I thought I could turn it around for at least that if I wasn't in to it, so what the hell. I have taken her out twice since (my only times sailing) in a small local lake. 

The second time, I was a bit brave, and was going single-handed in moderate winds with both sails up. A small lake ends fairly quickly when you are on a good downwind leg, and I was not quite prepared for the urgency with which I would have to turn. I didn't have time to drop the keel fully, and my very first accidental jibe felt like it nearly capsized the boat. The jib clew got snared on the mast and kept the boat heeled hard and I didn't have the option to turn down with the wind due to an immediate rocky shore, and was afraid to turn starboard due to the excessive heel to port. I had to wedge the tiller over with its extension, climb onto the bow and frantically drag both sails down.

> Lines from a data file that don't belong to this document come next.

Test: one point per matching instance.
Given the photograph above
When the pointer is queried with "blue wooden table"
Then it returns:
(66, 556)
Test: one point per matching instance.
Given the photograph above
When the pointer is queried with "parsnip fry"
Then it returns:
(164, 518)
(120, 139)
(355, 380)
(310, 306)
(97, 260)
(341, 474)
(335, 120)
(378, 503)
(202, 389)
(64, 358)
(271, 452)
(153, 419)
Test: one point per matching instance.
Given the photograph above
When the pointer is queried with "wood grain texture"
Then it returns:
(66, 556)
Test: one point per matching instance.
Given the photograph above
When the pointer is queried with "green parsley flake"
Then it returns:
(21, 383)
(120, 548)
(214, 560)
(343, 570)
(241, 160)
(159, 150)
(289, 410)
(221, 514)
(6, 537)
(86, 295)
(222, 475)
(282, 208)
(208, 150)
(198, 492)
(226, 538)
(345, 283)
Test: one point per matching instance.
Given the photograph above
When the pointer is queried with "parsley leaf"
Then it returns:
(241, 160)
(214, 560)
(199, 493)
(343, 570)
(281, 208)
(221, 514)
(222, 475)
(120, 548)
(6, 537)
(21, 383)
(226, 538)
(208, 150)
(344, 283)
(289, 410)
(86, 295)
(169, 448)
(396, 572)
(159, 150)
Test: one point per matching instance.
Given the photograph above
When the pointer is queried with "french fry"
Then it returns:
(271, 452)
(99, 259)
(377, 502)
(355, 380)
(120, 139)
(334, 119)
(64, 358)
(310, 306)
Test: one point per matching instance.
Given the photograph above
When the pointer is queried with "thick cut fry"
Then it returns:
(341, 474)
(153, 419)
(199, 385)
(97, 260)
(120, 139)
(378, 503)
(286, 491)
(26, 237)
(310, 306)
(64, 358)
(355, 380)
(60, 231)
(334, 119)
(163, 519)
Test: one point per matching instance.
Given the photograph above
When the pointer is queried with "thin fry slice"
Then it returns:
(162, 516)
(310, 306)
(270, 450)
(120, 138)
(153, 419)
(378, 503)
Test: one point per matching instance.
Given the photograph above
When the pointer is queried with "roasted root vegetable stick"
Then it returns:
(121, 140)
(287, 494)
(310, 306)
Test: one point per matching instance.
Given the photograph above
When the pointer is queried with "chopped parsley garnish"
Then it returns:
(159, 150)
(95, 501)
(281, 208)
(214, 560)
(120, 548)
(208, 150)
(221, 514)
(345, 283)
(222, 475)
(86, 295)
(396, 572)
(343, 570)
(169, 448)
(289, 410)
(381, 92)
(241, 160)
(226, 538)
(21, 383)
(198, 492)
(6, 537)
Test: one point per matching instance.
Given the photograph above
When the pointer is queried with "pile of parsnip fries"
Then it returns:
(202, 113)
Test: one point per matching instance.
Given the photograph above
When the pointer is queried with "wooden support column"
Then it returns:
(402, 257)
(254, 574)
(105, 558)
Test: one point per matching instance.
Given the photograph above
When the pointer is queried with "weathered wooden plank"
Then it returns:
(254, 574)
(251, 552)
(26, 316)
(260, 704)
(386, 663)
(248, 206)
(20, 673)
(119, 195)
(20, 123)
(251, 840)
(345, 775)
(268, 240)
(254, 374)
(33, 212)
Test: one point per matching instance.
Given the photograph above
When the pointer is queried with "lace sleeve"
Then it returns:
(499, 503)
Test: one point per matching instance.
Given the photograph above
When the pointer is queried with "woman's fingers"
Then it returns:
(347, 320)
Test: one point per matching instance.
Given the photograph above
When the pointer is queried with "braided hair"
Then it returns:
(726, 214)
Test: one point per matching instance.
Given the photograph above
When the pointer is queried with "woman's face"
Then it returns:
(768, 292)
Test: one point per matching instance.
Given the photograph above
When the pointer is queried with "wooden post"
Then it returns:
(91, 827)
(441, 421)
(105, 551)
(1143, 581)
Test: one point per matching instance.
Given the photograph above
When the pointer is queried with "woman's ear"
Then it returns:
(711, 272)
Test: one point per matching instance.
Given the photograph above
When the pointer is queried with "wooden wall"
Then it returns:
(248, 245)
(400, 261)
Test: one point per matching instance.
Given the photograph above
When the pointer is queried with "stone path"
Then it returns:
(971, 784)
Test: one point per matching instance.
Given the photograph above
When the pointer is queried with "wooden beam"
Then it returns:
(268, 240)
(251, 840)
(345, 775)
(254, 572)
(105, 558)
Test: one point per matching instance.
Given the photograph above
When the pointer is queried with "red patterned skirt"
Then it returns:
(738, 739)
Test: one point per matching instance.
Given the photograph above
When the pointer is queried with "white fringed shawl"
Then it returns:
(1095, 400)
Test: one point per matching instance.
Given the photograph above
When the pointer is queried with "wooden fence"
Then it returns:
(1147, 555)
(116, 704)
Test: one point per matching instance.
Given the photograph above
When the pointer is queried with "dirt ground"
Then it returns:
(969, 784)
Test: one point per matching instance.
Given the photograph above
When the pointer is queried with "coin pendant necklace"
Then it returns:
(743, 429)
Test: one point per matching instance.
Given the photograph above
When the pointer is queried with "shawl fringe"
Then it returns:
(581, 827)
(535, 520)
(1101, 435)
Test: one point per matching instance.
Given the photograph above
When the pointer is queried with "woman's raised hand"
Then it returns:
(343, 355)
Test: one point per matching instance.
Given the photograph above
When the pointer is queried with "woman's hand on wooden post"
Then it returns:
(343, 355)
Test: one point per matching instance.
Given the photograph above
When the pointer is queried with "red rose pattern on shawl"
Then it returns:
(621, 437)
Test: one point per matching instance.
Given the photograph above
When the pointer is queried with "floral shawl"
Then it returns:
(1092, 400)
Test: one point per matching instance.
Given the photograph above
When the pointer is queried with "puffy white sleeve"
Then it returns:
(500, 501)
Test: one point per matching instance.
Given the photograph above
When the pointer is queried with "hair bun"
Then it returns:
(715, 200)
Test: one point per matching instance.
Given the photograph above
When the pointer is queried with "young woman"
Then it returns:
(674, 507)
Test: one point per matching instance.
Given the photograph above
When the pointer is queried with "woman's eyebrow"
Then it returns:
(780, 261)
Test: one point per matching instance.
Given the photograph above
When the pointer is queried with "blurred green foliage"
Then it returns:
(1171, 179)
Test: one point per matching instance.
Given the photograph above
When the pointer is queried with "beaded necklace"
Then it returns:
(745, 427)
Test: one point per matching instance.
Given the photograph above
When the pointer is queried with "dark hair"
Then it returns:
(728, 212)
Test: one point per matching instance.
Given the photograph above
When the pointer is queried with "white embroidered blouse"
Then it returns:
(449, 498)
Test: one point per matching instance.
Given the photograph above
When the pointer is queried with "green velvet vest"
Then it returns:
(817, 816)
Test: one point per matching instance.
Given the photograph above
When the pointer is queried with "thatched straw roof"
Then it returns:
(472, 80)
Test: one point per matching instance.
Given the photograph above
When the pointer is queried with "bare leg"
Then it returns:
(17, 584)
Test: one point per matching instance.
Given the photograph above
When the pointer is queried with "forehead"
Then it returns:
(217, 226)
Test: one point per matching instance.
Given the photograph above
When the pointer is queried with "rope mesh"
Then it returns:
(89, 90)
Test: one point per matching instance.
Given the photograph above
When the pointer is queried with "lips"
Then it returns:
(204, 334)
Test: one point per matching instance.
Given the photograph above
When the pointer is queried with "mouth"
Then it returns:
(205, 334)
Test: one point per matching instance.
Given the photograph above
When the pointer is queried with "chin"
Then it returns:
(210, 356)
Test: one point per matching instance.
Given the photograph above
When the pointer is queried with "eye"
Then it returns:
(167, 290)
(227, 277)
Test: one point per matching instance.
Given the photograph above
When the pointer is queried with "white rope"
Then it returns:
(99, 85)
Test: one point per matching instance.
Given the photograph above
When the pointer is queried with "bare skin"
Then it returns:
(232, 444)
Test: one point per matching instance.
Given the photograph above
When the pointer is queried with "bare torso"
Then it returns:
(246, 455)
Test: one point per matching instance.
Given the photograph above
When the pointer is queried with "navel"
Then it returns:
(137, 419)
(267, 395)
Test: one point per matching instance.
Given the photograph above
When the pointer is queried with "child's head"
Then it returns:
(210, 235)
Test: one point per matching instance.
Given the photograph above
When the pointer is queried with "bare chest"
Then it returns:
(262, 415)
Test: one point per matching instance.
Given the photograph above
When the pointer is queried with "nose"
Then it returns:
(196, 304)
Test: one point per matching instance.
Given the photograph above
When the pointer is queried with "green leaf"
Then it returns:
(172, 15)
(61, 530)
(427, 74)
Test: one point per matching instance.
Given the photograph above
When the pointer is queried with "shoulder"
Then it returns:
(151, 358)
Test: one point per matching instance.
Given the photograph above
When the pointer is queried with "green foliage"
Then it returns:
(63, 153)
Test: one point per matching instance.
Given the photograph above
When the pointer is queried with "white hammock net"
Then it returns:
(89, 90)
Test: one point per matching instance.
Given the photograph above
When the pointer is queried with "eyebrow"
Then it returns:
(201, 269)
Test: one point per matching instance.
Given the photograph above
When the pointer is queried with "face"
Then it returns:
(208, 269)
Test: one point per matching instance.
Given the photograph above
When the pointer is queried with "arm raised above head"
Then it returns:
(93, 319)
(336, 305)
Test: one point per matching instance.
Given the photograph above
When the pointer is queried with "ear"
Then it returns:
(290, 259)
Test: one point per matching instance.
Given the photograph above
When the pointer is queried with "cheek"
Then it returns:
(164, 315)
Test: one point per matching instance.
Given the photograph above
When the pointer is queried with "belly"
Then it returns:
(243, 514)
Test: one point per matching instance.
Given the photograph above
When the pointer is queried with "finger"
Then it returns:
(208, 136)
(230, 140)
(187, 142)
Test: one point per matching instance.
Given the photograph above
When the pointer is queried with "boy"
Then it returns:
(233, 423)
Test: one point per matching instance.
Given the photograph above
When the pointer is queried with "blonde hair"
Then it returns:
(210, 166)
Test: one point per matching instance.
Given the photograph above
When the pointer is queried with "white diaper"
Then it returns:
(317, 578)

After jumping back to the stern and starting the motor with one hand while lowering the keel with the other I was finally back in control about 25 ft from the rocks. Reckless and indicative of inexperience, sure, but I ******* loved it.

I am considering my 16' Newport a training vessel, and I will upgrade after grad school. Nonetheless, the boat still needs a considerable amount of work. I was going to post pictures of the boat and some of its immediate needs, but apparently I need some more posts before I am allowed to do that. Anyway, this seems like a friendly place to gain some knowledge before my next trip out (which will be in a much larger lake, with a small crew). 

I have only really been sailing twice, and did not have anyone experienced with me either time. I have only read a text book and a popular book on sailing.


----------



## jjablonowski (Aug 13, 2007)

You'll appreciate the article, The Physics of Sailing, by Byron Anderson, _Physics Today_, Feb. 2008. Cookies Required


----------



## smackdaddy (Aug 13, 2008)

Ex, dude, welcome to SN! Now, two threads you need to jump into...both of which have open questions regarding physics. We need your expertise...

The fluid dynamics associated with drogues:
http://www.sailnet.com/forums/seamanship/48237-heavy-weather-sailing.html

http://www.sailnet.com/forums/gear-maintenance/722-jordan-series-drogue.html

The physics of railmeat:
http://www.sailnet.com/forums/racing/70692-physics-railmeat.html

Help some brothas out!


----------



## hellosailor (Apr 11, 2006)

Theory, you can often find inexpensive "learn to sail" courses with a local Red Cross chapter, among other places. Or a good 3-day (two weekends) course with a sailing school.

Books are great, but sailing doesn't translate at all well or quickly from "seat of the pants" to "print". Once you've got the basics down, then the theory and the refinements make great sense on paper. but to get started?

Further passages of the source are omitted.